We are still analyzing possible genetic associations with inbreeding and disease traits that are potentially heritable. The IG has the greatest variety and incidences of potentially heritable diseases than any breed that we have studied (see introduction). This observation is admittedly based more on dogs from the US than from Europe, but it has been hard to get accurate disease information from Europe. It appears, however, that European dogs suffer from many of these same disorders, but we cannot say whether it is more or less. Although some of these diseases have resulted from spontaneous mutations within the breed (e.g., enamel hypoplasia, glaucoma, PRA), followed by inadvertent positive selection for certain desirable phenotypic traits, others may have been introduced by outcrossing in the breed’s history (e.g., color dilution alopecia, congenital megesophagus, Legg-Perthe’s disease, aseptic necrosis of the femoral head, patellar luxation, hip dysplasia, epilepsy). Some of these heritable disease traits are the result of simple recessive mutations, while others appear to involve many genes and gene pathways.

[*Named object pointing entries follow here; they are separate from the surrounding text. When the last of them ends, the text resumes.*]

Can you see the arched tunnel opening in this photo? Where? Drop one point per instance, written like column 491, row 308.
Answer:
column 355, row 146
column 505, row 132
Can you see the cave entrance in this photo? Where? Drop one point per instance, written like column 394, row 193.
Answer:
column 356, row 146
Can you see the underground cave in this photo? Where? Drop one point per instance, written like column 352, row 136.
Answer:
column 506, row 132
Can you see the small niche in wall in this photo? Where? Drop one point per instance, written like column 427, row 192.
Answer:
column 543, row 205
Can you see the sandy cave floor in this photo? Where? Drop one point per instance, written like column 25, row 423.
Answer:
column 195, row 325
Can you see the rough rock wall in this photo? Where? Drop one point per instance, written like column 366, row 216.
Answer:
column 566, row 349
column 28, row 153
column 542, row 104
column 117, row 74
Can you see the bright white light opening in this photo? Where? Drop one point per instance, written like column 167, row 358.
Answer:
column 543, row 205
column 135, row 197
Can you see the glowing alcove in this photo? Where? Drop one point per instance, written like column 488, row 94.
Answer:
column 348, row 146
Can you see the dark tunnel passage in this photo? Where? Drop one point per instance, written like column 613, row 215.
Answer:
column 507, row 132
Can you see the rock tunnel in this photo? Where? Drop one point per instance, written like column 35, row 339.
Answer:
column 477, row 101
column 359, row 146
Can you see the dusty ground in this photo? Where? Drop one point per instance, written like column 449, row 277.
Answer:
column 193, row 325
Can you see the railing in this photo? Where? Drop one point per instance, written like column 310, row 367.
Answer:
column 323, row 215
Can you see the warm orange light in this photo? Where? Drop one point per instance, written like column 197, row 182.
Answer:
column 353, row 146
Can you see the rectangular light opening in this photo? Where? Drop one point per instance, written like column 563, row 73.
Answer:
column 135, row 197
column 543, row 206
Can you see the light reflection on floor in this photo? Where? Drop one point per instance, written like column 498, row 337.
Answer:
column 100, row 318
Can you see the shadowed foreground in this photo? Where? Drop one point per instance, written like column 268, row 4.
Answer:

The most worrisome "polygenic" or complex genetic traits fall under the category of autoimmune disease (and probably the related problem of allergies). IGs have one of the highest incidences of autoimmune disease and it manifests in virtually every clinical form known to humans or dogs. Clinical forms of autoimmunity in the breed include Addison’s disease (hypoadrenocorticoism), immune mediated thyroiditis (hypothyroidism), immune mediated polyarthritis and meningitis, systemic lupus erythematous, systemic vasculitis, panniculitis, masticatory myositis, autoimmune hemolytic anemia, autoimmune thrombocytopenia, lupoid onychodystrophy, pemphigus, rheumatoid arthritis, and immune mediated orchitis (male sterility).
Will better selection of mates increase genetic diversity and lower IR scores and significantly reduce the incidence of these major health problems? We believe that it will, but the proof will come when and if it is widely applied. The number and complexity of heritable disorders in the breed will not make it easy to find causes, develop tests, and eliminate bad genes. Therefore, the best immediate solution is to dilute out these undesirable traits making it less likely to mate dogs that carry them. There is still considerable genetic diversity in both US and European IGs to allow for a significant reapportionment of existing diversity. The genetic difference between European and US dogs also offers the additional option of "outcrossing." However, the reluctance to mix these two lineages of dogs has to be overcome.
It should be re-emphasized that the parentage markers recommended for dogs by the International Society for Animal Genetics (ISAG) are incorporated into the present 33 STR loci panel used for genetic diversity testing. The allele sizes have been adjusted, when necessary, to conform to the allele sizes standardized by ISAG. Therefore, this genetic diversity test can be used for parentage confirmation or in lieu of an internationally recognized parentage tests using the ISAG canine markers.